Goodbye Solo

May 30 2009, 9:10pm

This film, the third by director Ramin Bahrani, came super-highly reviewed, so I was a little surprised when it turned out to be a fairly run-of-the-mill indie movie. Don't get me wrong; I enjoyed it quite a bit, particularly the acting of Souleymane Sy Savane as Solo.

But it did share a lot of what I think of as classic "indie film" features: "gritty" cinematography (which in this case meant washed-out colors, soft focus, and some bumpy handheld sequences); a willingness to hold a shot for a few extra beats (and the use of static shots of buildings & scenery as sort of interstitial breath-catching moments); amateurish acting; a plot that meanders & really only contains maybe 2 1/2 acts.

I suppose that if one's dayjob as a film critic takes you to an endless stream of mainstream movies, including all the summer blockbusters, then small movies with tiny budgets that still manage to tell compelling stories must seem extraordinarily fresh by comparison. From where I sit, though -- I see no more than one movie a week, usually, and they're more likely than not to be independent or at least interesting -- this movie seemed like a fairly standard example of the "small indie feature" genre.
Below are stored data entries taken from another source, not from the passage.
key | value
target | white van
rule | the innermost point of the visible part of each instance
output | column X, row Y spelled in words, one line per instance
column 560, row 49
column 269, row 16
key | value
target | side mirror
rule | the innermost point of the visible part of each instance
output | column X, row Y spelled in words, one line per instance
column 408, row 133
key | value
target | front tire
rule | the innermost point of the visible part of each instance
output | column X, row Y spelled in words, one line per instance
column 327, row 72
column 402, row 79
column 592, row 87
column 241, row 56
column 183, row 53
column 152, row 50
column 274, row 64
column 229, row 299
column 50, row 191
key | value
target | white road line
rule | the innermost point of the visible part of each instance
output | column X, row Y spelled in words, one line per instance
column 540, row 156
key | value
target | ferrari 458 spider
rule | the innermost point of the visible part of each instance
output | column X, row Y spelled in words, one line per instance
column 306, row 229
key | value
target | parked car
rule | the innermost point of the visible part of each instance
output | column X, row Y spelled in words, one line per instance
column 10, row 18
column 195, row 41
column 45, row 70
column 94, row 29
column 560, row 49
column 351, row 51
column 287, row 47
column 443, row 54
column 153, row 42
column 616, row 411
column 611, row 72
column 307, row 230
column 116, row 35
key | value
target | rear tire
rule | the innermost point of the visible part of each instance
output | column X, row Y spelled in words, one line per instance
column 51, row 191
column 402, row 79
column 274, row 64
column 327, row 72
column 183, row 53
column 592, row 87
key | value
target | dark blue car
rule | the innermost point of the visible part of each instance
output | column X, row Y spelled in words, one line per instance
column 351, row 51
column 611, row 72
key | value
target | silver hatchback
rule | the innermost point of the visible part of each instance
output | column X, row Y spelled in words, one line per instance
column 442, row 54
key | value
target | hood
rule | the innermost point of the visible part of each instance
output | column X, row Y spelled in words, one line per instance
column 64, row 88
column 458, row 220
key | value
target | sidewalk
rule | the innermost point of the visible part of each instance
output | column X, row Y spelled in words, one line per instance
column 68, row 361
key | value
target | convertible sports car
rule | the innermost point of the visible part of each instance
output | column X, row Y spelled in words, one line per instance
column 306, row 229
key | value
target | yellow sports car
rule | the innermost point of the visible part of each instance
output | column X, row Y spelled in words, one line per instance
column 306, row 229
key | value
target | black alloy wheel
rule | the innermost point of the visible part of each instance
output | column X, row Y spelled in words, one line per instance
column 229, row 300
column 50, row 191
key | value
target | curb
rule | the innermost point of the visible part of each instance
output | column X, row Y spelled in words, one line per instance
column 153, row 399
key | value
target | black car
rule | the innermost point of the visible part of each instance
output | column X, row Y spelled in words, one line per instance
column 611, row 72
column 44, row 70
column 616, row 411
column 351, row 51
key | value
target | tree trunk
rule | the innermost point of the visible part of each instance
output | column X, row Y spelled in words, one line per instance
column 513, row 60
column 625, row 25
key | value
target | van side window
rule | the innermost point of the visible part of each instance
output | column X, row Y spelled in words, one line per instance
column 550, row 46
What tipped it over for me were, as I said, the performance of Souleymane Sy Savane, as well as that of his counterpart, former Elvis bodyguard Red West. The fact that it was set in Winston-Salem was pretty cool as well, although with the exception of a few shots of that freaky white phallus building downtown, it was nearly all the generic convenience-stores and strip-malls version of Winston-Salem. Could've been any small city anywhere (particularly since most of the main characters are from somewhere else).